Informants are used by police to tackle serious and organised crime and Staffordshire Police say the information is often ‘invaluable’ when tackling organised crime.

But local policing representatives said they needed more information about the effectiveness of the spending to understand its benefits.

Chairman of Staffordshire Police, Fire and Crime Panel, and East Staffordshire borough councillor, Bernard Peters said: “We need more context around it, don’t we? What have been the benefits, I don’t know what the benefits have been.

“I haven’t seen the article, you know how many convictions, how many crimes have been prevented.”
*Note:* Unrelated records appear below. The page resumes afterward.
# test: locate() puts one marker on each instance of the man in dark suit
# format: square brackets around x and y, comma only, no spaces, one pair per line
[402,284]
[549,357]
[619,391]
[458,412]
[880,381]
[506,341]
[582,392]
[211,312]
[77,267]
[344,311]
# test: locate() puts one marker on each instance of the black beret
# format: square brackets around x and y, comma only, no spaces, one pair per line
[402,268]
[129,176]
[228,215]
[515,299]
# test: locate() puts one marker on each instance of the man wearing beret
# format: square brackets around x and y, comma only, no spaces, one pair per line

Responding to a Freedom of Information request, police refused to say the number of informants it had paid in the three-year period, and what was the largest payment it made to a source.

However, it is understood that informants can be paid anything between £20 and £15,000 for information leading to successful arrests.

Payments to informants have been a source of controversy in the past. In 2020, it was revealed that forces across the UK had paid informants more than £13 million in five years.

Speaking at the time, Neil Woods, a former undercover police officer and now a board member of Law Enforcement Action Partnership, questioned the technique.

He said: “If you arrest a drug dealer on the information of an informant, you remove a drug dealer, all it does is create an opportunity for another drug dealer. Crime doesn’t reduce.”

In a statement, Staffordshire Police said: “The use and recruitment of informants is a legitimate and closely regulated police tactic, particularly in cases involving serious and organised crime and other offences that pose a serious risk of harm and financial loss to the public.

"Many of these investigations rely on the use of information from informants and it is often invaluable when tackling organised criminality.

“The use of informants by the police is well known nationally and is governed by the Regulation of Investigatory Powers Act, 2000.

"We must stress that there is a very strict process in place to ensure that this incredibly sensitive area of policing is carefully managed and extreme care is taken to ensure that informants are only used when deemed absolutely necessary in the prevention and detection of crime.”